Saturday, July 9th 2005 - 21:00 UTC
Full article

Tony Blair on Friday highlighted the commitment of the Group of Eight industrial nations to alleviate poverty in Africa and contrasted it with the “cruelty” of the London bomb attacks.

At the end of a two-day summit that has been overshadowed by the terrorist attacks in London, Mr Blair said G8 agreements to combat poverty in Africa and climate change were a "definitive expression of our collective will to act in the face of death".

Campaigners on both Africa and climate change said they were disappointed with the package on both fronts and Mr Blair acknowledged its limitations. "All of this does not change the world tomorrow," he said, as other G8 leaders gathered behind him. "It is a beginning, not an end."

The G8 agreed to increase aid by $50bn by 2010 from its current level of $79bn, and to double aid to Africa. It also welcomed plans to raise a £3bn package to help build a Palestinian state.

But campaigners who had backed Mr Blair's campaign to increase aid to Africa were disappointed, saying that much of the money was a restatement of existing pledges and that it fell far short of what was needed.

The leaders said the Doha round of trade liberalisation talks should proceed rapidly with a view to clinching a far-reaching deal at the World Trade Organisation ministerial conference in Hong Kong in December. The G8 said agricultural export subsidies had to go a key demand of developing countries but failed to set a date for ending them.
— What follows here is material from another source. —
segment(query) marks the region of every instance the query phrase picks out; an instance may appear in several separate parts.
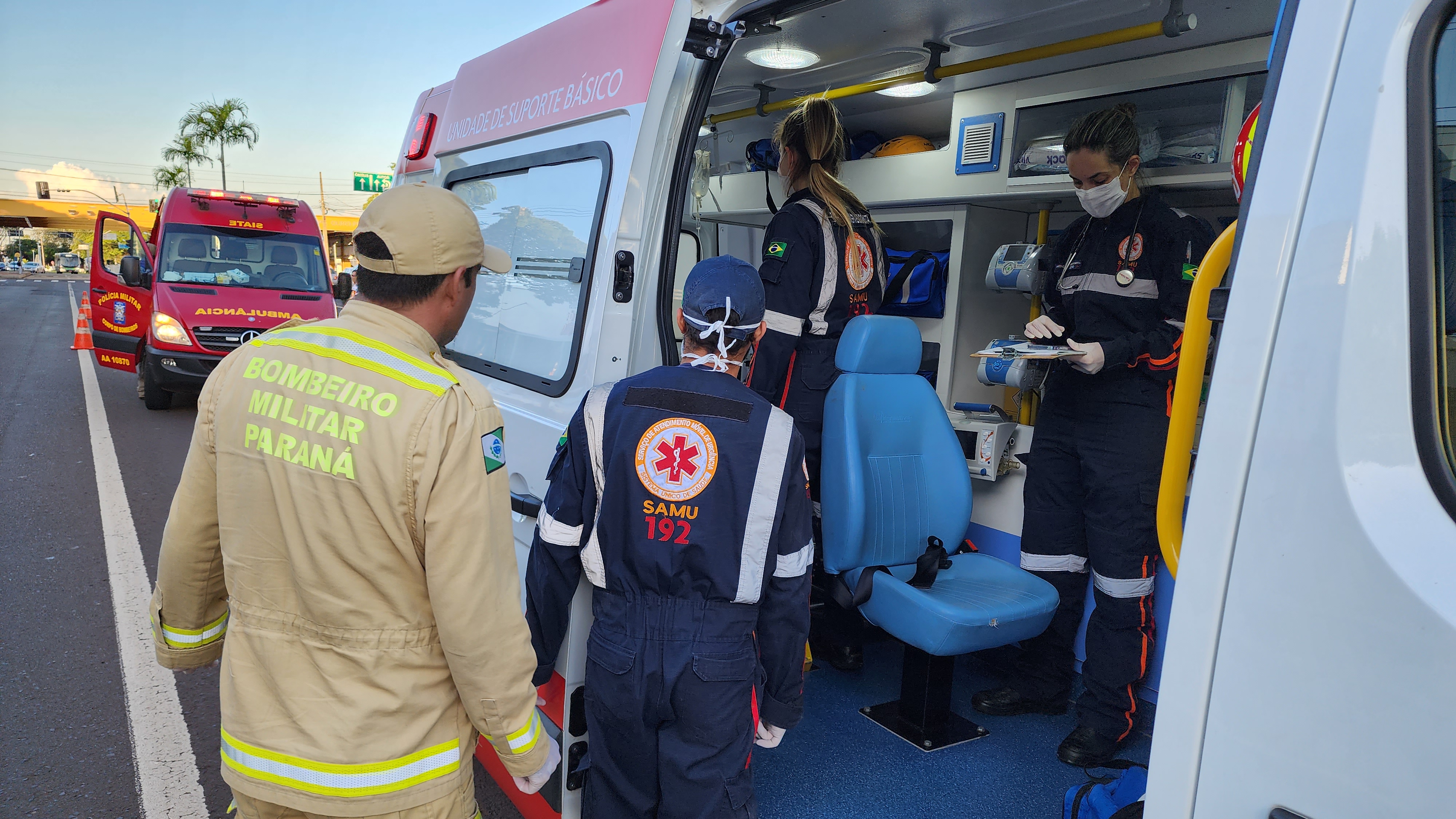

In Geneva, it emerged yesterday that the Doha round had suffered a severe setback when agricultural negotiations were stalled by a dispute about how much to cut farm tariffs and allow access to farming markets. "I am afraid we have to face the facts," said Supachai Panitchpakdi, WTO director-general, yesterday. "These negotiations are in trouble."

The agreement on climate change was widely seen as the most significant of the agreements reached by the G8. George W. Bush, US president gave his backing to a statement that the phenomenon "is happening now", that "human activity is contributing to it", and that "urgent action" is needed. Mr Blair said that, while the agreement fell far short of the targets and timetables for the reduction of carbon dioxide emissions, it was crucial to keeping the US involved. But Greenpeace said the search for consensus meant the G8 had ended up with "a bland statement".

On oil, the G8 expressed concerns about production bottlenecks. "Significant investments will be needed in the short, medium and long-terms, in exploration, production, and energy infrastructure to meet the needs of a growing global economy," the G8 said.